Hacker News new | past | comments | ask | show | jobs | submit login

As mentioned upthread, the mermerizing instruction in question is "MUL", which debuted in 1978 on the 8086 and, except for register width, behaves identically today.

I'm no expert, but shouldn't x86 then produce two 128-bit register entries if it multiplies two 128-bit integers, so totaling actually four registry entries on a 64-bit architecture? If this were the case, Intel would slow down just as much as ARM on a double-than-archictecture-width-integer multiplication, but it doesn't. That's what I find mesmerizing. I'm guessing that Intel simply discards the earlier double registry logic once it goes beyond architecture width, which would explain the speed up.

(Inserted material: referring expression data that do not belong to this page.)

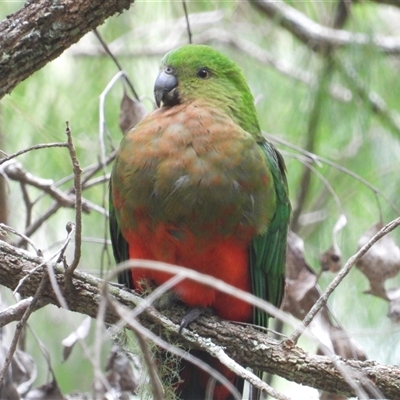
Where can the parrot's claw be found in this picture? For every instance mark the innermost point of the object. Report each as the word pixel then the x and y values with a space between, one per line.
pixel 190 316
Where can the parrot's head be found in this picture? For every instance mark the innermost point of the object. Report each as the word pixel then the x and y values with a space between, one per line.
pixel 198 72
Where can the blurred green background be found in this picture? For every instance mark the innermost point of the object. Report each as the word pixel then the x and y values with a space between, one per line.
pixel 348 132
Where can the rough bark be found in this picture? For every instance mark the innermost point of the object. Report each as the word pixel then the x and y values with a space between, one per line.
pixel 244 344
pixel 41 30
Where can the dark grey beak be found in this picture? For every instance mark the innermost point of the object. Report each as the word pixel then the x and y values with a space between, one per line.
pixel 166 88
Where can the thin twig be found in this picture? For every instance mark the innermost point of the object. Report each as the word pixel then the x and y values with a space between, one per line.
pixel 117 63
pixel 12 230
pixel 35 147
pixel 185 10
pixel 318 37
pixel 14 312
pixel 78 210
pixel 321 302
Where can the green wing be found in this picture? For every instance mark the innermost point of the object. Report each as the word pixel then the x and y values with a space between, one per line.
pixel 268 250
pixel 119 245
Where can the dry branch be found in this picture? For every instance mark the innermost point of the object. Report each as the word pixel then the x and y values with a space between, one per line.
pixel 245 345
pixel 41 30
pixel 318 37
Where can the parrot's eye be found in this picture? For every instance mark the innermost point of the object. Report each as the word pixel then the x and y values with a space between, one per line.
pixel 203 73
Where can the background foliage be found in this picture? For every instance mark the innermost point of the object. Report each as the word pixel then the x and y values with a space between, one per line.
pixel 348 132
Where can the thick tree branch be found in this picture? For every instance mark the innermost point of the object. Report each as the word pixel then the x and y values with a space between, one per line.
pixel 318 37
pixel 42 30
pixel 244 344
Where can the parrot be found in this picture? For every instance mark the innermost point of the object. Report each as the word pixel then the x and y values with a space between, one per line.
pixel 196 184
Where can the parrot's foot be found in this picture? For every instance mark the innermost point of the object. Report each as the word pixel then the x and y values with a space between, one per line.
pixel 190 316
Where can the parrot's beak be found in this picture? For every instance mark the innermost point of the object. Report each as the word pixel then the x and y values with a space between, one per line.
pixel 166 88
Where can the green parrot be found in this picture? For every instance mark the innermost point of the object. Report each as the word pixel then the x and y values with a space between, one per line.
pixel 197 185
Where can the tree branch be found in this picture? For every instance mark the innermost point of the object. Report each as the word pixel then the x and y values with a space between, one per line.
pixel 49 28
pixel 319 37
pixel 245 345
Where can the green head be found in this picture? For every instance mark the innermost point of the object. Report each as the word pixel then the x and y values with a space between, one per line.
pixel 198 72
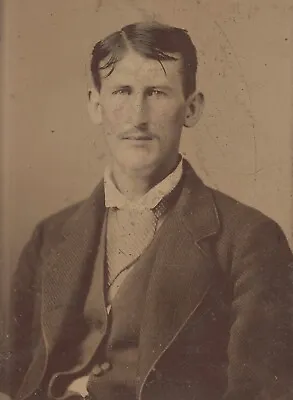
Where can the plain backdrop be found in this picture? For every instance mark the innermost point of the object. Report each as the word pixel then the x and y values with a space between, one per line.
pixel 53 156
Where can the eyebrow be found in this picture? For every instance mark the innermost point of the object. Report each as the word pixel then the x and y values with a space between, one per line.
pixel 124 86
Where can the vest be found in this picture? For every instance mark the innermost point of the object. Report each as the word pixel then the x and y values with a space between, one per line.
pixel 113 339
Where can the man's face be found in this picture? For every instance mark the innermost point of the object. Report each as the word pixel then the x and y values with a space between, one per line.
pixel 143 109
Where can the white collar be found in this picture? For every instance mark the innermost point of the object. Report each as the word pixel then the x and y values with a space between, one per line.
pixel 114 198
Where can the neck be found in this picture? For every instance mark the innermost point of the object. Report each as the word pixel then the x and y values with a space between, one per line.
pixel 134 185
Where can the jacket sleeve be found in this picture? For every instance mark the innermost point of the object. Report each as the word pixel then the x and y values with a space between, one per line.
pixel 20 340
pixel 260 346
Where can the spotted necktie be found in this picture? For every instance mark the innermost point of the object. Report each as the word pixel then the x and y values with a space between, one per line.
pixel 129 233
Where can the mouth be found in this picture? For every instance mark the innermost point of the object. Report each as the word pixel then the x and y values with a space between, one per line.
pixel 137 137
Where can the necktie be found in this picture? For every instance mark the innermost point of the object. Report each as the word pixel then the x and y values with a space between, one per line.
pixel 129 233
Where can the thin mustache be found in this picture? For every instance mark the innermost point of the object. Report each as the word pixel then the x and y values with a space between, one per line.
pixel 137 134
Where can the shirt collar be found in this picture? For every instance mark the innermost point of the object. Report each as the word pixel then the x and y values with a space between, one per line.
pixel 114 198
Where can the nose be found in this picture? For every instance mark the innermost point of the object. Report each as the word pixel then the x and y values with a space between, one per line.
pixel 139 110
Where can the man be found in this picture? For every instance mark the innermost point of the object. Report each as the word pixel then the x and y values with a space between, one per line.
pixel 156 286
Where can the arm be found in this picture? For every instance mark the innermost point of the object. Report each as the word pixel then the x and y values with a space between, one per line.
pixel 19 344
pixel 260 346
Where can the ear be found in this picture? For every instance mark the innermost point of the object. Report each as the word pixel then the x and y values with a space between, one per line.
pixel 94 107
pixel 194 109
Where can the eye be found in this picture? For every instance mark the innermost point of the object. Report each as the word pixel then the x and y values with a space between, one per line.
pixel 122 91
pixel 156 93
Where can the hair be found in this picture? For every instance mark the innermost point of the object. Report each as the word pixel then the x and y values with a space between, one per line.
pixel 151 40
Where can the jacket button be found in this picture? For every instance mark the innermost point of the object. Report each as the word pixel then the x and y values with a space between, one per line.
pixel 106 366
pixel 99 370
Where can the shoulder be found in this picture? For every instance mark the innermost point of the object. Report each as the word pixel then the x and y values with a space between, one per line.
pixel 235 212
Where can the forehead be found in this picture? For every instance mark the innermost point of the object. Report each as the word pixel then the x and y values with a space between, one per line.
pixel 134 68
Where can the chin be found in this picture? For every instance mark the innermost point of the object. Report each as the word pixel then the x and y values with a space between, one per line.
pixel 139 165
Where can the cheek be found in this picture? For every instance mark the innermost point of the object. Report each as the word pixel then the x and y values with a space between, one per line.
pixel 116 113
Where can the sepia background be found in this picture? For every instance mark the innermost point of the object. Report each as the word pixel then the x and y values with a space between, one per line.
pixel 52 155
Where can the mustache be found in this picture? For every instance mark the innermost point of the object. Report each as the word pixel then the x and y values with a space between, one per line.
pixel 136 133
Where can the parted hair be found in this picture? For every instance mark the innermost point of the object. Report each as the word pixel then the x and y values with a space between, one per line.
pixel 152 40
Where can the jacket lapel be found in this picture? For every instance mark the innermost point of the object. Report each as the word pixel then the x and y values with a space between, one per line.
pixel 68 266
pixel 182 274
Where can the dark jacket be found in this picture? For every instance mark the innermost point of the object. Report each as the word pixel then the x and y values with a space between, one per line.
pixel 217 320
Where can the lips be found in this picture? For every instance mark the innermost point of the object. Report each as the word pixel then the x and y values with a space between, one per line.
pixel 137 137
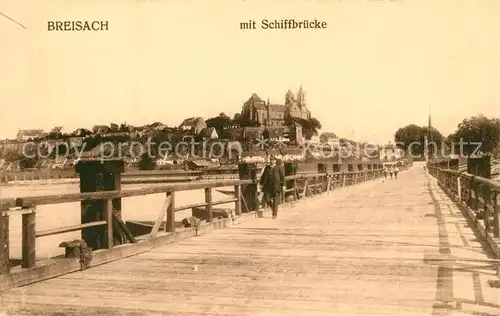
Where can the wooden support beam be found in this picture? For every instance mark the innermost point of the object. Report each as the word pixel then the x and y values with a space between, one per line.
pixel 496 216
pixel 208 200
pixel 4 243
pixel 108 218
pixel 237 204
pixel 124 228
pixel 170 222
pixel 28 240
pixel 304 193
pixel 160 217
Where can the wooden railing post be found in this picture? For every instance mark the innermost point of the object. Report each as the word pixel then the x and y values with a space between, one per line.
pixel 237 203
pixel 208 208
pixel 328 183
pixel 170 220
pixel 496 215
pixel 486 195
pixel 28 259
pixel 4 242
pixel 108 217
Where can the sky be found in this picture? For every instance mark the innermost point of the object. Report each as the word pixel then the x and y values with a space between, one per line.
pixel 379 65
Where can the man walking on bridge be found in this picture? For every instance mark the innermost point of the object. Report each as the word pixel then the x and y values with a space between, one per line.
pixel 272 181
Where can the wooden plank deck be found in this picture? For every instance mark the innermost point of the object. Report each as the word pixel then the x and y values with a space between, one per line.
pixel 378 248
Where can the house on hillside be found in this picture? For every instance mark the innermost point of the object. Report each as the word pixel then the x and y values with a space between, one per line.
pixel 81 132
pixel 193 125
pixel 29 134
pixel 101 129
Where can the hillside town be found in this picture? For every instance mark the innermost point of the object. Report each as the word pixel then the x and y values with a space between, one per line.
pixel 260 127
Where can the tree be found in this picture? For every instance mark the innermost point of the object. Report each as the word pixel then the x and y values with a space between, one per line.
pixel 476 133
pixel 412 138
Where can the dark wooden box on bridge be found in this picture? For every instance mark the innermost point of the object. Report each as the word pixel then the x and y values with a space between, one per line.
pixel 99 175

I.e. 64b * 64b = 2x64b registry entries, according to MUL should be 128b * 128b = 2x64b * 2x64b = 4x64b, but Intel discards this in favor for 128b * 128b = 2x64b * 2x64b = 2x64b.

x86 can't multiply two 128 bit numbers at a time. But it can multiply two 64 bit numbers without losing the high 64 bits of the 128 bit product, which makes the 128 bit multiplication much faster to implement.

> x86 can't multiply two 128 bit numbers at a time.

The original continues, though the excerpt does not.